October 6, 2007
"Mauritius" and Women on Broadway
Let me get this part out of the way first: Mauritius didn't work for me.
The chance to see its cast—F. Murray Abraham, Bobby Cannavale, Dylan Baker, Katie Finneran and ingénue-of-the-moment Alison Pill—would have been enough to get me into the Biltmore Theatre. But this time, it was the play itself that was the main lure. For it is the eagerly awaited Broadway debut of playwright Theresa Rebeck, a writer and producer of TV shows like "NYPD Blue" and "Law and Order: Criminal Intent," who over the past decade has laid siege to the stage with a barrage of works that includes Bad Dates, The Scene, The Water's Edge and the Pulitzer-Prize finalist Omnium Gatherum (which she co-wrote with Alexandra Gersten-Vassilaros).
Somehow, I didn't see any of them. But I heard enough about them to make me sorry that I hadn't and determined not to miss this one. Mauritius tells a Mamet-like tale about the shady dealings and double-dealings surrounding a rare stamp collection haggled over by two half-sisters and lusted after by a trio of unscrupulous dealers and collectors. The title comes from the island in the Indian Ocean that is the provenance of a pair of exceedingly rare and lucrative stamps. The premise isn't bad and I actually enjoyed learning all the philatelic lore that Rebeck sprinkled throughout the text. But what she didn't do was fully develop the characters, create a plausible plot or make a point that would stick with you longer than it takes to walk to the corner after the show lets out.
This doesn't mean there aren't entertaining moments. The dialogue is often witty; the talented cast brings energy to the piece, particularly the ingratiating Cannavale; and John Lee Beatty's transforming set is almost a show by itself. And it also doesn't mean that I won't be just as eager to see what Rebeck does next. If someone who has done so well in the big-money world of Hollywood is dedicated enough to keep writing for the stage, then it's almost my duty to support her. Besides, as the New York Times has noted repeatedly, Mauritius is the only play by a woman on Broadway this season. And that's a shame. It would be a bigger one if this stumble kept Rebeck or her sister playwrights from getting a larger toehold on the Great White Way. For as quiet as it's kept, Broadway—particularly behind the scenes—remains largely a boy's club.

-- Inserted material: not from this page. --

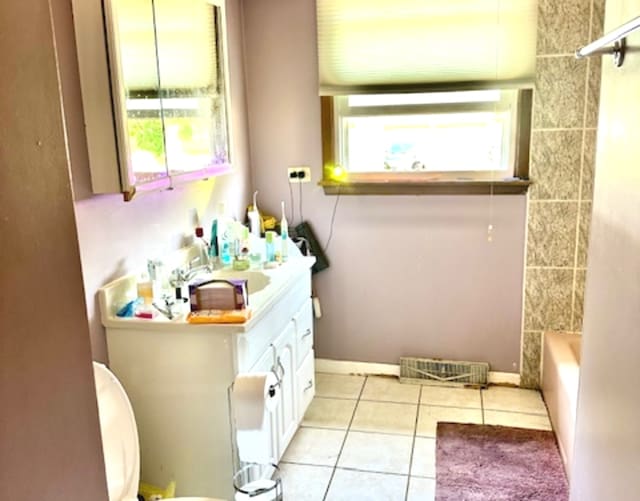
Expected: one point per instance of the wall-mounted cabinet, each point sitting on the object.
(155, 91)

Over the years, it's been rare for more than one or two women at a time to be invited into the playhouse. Susan Glaspell was the go-to-gal in the 1920s and '30s. Lillian Hellman settled in during the '40s and '50s. Wendy Wasserstein held the spot from the late '80s until her premature death last year. There were always other women writing and a few—Clare Boothe Luce, Mary Chase, Jean Kerr, Lorraine Hansberry, Beth Henley, Marsha Norman—were produced on Broadway. But most have had to do their thing in the more open-air playgrounds of off-Broadway and regional theater. It's telling that Caryl Churchill's 1982 classic Top Girls will only make its Broadway debut next spring. I know it's been hard for any playwright to get a Broadway production in recent years but you'd think that someone would have given Paula Vogel, Lynn Nottage and Rebecca Gilman a shot by now.
After the show, my husband K and I walked over to Joe Allen, one of our favorite theater hangouts. We had our usual—the chicken sandwich for him, the meatloaf on sourdough for me—and, as always, talked about the posters of famous Broadway flops that decorate its wall. Mauritius won’t end up there. But it wouldn't bother me to see a few more works by women on that wall. After all, sometimes even the best players strike out but at least they got into the game.